The Lords of Trade reported that there was sufficient cause to investigate "frauds and abuses of Indian lands...complained of in the American colonies, and in this colony in particular." And that, "the conduct of the lieutenant-governor and the council...does carry with it the colour of great prejudice and partiality, and of an intention to intimidate these Indians from prosecuting their claims."[10] Upon a second hearing before New York Provincial Governor Sir Henry Moore and the Council, John Morin Scott argued that legal title to the land was only a secondary concern.
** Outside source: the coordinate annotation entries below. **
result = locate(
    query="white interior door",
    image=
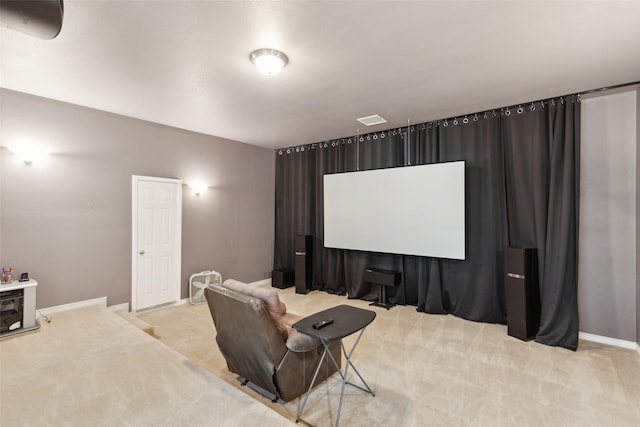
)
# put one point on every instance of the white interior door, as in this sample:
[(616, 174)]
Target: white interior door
[(156, 246)]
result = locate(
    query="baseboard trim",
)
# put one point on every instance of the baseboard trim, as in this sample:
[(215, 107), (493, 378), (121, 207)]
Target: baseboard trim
[(263, 282), (102, 301), (615, 342), (119, 307)]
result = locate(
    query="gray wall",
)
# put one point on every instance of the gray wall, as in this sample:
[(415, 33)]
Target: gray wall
[(607, 272), (67, 220)]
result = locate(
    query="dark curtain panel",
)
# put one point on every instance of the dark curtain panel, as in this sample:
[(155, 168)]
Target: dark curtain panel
[(474, 288), (293, 204), (522, 178), (542, 176)]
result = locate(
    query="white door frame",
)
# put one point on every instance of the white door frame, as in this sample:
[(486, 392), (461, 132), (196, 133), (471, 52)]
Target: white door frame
[(135, 179)]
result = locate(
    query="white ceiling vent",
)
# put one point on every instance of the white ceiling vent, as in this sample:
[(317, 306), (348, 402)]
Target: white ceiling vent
[(372, 120)]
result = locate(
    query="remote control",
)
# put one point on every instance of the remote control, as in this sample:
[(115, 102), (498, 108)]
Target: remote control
[(321, 324)]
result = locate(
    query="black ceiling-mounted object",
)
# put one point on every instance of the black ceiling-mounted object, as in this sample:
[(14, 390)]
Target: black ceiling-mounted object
[(37, 18)]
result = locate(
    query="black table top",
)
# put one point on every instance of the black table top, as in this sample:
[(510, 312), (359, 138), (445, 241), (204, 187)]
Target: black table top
[(346, 321)]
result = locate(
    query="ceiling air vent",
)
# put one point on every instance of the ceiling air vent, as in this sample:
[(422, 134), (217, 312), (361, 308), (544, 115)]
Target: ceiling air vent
[(372, 120)]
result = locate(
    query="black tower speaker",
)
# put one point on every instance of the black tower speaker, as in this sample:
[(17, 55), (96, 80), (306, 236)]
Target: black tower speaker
[(303, 263), (523, 293)]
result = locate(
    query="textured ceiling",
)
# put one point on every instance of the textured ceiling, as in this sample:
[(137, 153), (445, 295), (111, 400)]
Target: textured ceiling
[(186, 63)]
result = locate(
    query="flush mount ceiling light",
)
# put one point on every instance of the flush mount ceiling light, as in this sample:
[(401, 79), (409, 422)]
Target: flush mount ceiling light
[(269, 61), (372, 120)]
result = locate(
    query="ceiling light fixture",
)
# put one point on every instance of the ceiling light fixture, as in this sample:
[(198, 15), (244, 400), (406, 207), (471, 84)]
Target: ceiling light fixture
[(372, 120), (269, 61)]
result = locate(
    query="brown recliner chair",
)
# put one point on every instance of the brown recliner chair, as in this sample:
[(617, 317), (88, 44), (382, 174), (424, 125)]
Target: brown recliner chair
[(255, 337)]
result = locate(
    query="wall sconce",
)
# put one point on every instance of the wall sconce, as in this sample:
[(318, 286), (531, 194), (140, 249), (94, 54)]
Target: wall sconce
[(198, 187)]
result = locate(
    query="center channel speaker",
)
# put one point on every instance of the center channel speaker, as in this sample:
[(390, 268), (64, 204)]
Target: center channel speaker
[(523, 293), (303, 263)]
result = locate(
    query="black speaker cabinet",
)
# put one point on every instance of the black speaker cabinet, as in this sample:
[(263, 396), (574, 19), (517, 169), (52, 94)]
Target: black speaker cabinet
[(303, 263), (283, 278), (523, 293)]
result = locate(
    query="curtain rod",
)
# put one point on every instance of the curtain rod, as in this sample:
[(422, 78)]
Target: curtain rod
[(578, 94)]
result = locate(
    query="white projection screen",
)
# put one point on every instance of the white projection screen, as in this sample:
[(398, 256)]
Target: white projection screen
[(413, 210)]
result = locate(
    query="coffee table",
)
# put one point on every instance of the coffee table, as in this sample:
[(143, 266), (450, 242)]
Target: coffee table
[(347, 320)]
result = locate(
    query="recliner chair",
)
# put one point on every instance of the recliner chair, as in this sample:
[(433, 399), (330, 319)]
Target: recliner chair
[(255, 337)]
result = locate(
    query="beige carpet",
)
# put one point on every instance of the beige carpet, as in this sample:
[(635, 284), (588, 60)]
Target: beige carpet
[(90, 367), (431, 370)]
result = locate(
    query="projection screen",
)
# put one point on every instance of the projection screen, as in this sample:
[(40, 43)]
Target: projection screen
[(413, 210)]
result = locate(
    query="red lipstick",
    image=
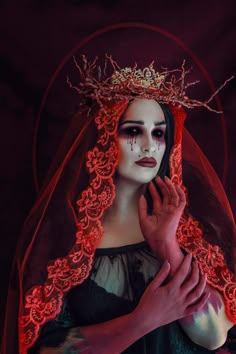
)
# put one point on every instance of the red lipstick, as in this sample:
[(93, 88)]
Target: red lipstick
[(147, 162)]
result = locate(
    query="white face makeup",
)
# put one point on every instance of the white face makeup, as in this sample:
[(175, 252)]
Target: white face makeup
[(142, 141)]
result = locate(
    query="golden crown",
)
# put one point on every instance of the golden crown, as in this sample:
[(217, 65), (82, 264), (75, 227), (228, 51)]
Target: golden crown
[(166, 86)]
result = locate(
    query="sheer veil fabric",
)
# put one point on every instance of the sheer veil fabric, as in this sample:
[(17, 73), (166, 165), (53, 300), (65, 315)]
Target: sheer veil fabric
[(64, 228)]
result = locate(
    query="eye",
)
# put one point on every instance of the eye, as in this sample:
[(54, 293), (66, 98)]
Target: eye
[(130, 131), (158, 133)]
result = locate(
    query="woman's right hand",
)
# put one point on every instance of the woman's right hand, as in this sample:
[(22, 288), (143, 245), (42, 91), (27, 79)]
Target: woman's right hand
[(179, 297)]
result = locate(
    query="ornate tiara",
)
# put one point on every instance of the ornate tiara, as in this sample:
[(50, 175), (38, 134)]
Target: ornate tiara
[(166, 86)]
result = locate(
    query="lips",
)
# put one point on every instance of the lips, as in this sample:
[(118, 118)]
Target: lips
[(147, 162)]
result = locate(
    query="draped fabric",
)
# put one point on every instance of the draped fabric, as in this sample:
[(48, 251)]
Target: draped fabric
[(57, 245)]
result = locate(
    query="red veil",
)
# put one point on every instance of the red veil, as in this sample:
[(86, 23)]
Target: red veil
[(64, 228)]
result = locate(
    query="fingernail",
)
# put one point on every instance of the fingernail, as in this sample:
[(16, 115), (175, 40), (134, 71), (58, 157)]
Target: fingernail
[(167, 264)]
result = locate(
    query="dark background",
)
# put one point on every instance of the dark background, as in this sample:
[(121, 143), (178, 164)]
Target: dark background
[(36, 35)]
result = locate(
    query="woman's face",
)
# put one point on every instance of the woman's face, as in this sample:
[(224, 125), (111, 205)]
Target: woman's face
[(141, 134)]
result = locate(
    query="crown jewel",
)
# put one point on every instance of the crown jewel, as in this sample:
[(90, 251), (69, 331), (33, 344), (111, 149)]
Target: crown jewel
[(167, 86)]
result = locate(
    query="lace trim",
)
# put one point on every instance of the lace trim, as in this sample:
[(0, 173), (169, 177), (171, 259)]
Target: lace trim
[(43, 303)]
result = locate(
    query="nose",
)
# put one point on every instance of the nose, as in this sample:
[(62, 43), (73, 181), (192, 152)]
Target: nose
[(149, 145), (151, 148)]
Returning the land to the Indians would set an adverse precedent regarding other similar disputes.[11]
Daniel's son Abraham Nimham (born in 1745) was appointed captain of a company of Indian scouts serving with the Continental Army, a confederacy of Mohicans, Wappingers, Munsee and other local tribes (referred to as the Stockbridge Militia) by General George Washington.
Daniel and Abraham Nimham and his fellow Stockbridge warriors fought for the American cause during the Revolutionary War and were some of America's first Veterans. They served with Washington at Valley Forge and later with General Marquis de Lafayette's troops. It is noted that Daniel "faithfully served in the army as a soldier at Cambridge...In 1775 ".
On August 31, 1778, fifty Stockbridge Militia led by Nimham were attacked by the Queen's Rangers, a Loyalist military unit led by Lt. Colonel John Graves Simcoe in the Battle of Kingsbridge. The battle took place in what is now Van Cortlandt Park in the Bronx. A stone monument to the Stockbridge Militia who died during the battle marks a trail to the battlefield.
Mohican Sachem Hendrick Aupaumut and others of the tribe petitioned the General Court for compensation for the losses at the Battle of Kingsbridge, dated September 22, 1778. "Our young men have been employed in the present War against the common Enemy and many have lately fell in Battle. Their Widows are now left to care of themselves and their children; without help from their husbands, who at this season of the year provided for their families by hunting. We Indians depend on hunting to clothe ourselves and families. But when we get skins we know not where to go to trade for clothing. We are not able to make any ourselves. Our way of living is very different from our English breathren. And by this, we the subscribers, in behalf of our Tribe now earnestly pray you to consider our circumstances, and open your hearts, by providing such way by which we may be able to procure some coarse cloathing particularly Blankets."[12]
By the early 1800s, many of the local native people from Stockbridge had joined the Oneida Nation in New York, eventually journeying west to Ontario and Wisconsin.